NanoPop: Nanopore amplicon sequencing of Salmonella virulence genes to characterize complex mixed serovar populations using k-mers to overcome high sequencing error rates

David Ayala-Velastegui, Tatum D. Mortimer, Amy T. Siceloff, Nikki W. Shariat

Salmonella enterica comprises over 2,600 genetically distinct serovars, of which 20 are associated with 70% of human illnesses. In food animal production systems, including poultry, mixed serovars commonly exist. Therefore, culture-based approaches that rely on selecting colonies can underestimate serovar complexity in a sample. Recent advances in molecular deep serotyping methods like CRISPR-SeroSeq provide a high resolution of Salmonella populations in a single sample but are still time-consuming. This project aimed to develop a faster serotyping approach using the Oxford Nanopore Technology (ONT) platform. A database was built containing the alleles of two conserved Salmonella virulence genes, fimH ( n =91 sequences) and sseL ( n =91 sequences), from a total of 1,160 genomes that represent 36 serovars (including polyphyletic lineages for 11 of these serovars).
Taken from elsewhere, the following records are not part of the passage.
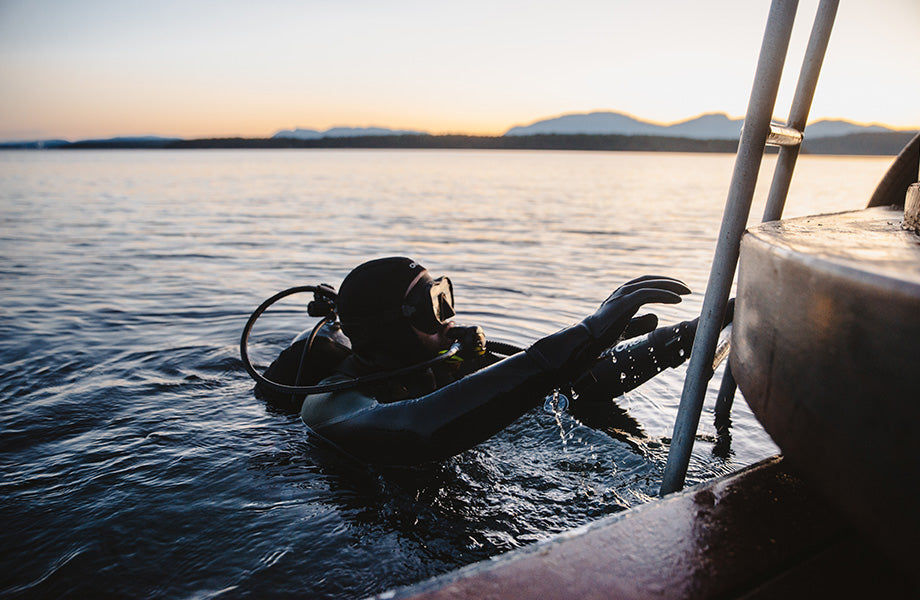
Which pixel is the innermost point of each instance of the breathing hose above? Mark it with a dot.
(324, 302)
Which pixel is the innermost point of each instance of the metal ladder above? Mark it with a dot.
(758, 132)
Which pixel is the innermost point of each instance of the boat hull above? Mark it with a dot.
(826, 350)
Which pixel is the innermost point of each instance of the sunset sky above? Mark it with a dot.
(196, 68)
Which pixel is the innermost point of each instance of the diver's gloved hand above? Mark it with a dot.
(568, 352)
(639, 326)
To test the sensitivity of the assay, bacterial cultures of three serovars of concern (Typhimurium, Enteritidis and Infantis) were mixed in tenfold ratios with serovar Kentucky. Both genes were amplified, barcoded with the ONT native barcoding kit, pooled and sequenced with a MinION device, followed by basecalling, demultiplexing and filtering for length and quality. To overcome high sequencing error rates and still resolve serovars with a low relative abundance, we used two tools: Emu, a published alignment and sequence likelihood algorithm that has been applied to ONT 16S rRNA gene sequencing, and NanoPop, a method developed here. NanoPop relies on a generated database of sliding window 15-mer sequences ( n =6,322) across SNPs in all fimH and sseL alleles and parsing ONT sequencing reads against these 15-mers. Emu and NanoPop each detected background serovars present at 1% or higher. Finally, these methods were applied to real-world samples from pre- and post-harvest poultry samples and compared to CRISPR-SeroSeq outputs. NanoPop is beneficial because it calls unknown or untypeable salmonellae, while Emu forces a match with an allele in the database, potentially calling incorrect serovars. While Salmonella was used as a bacterial model for this study, this method has potential application to other micro-organisms.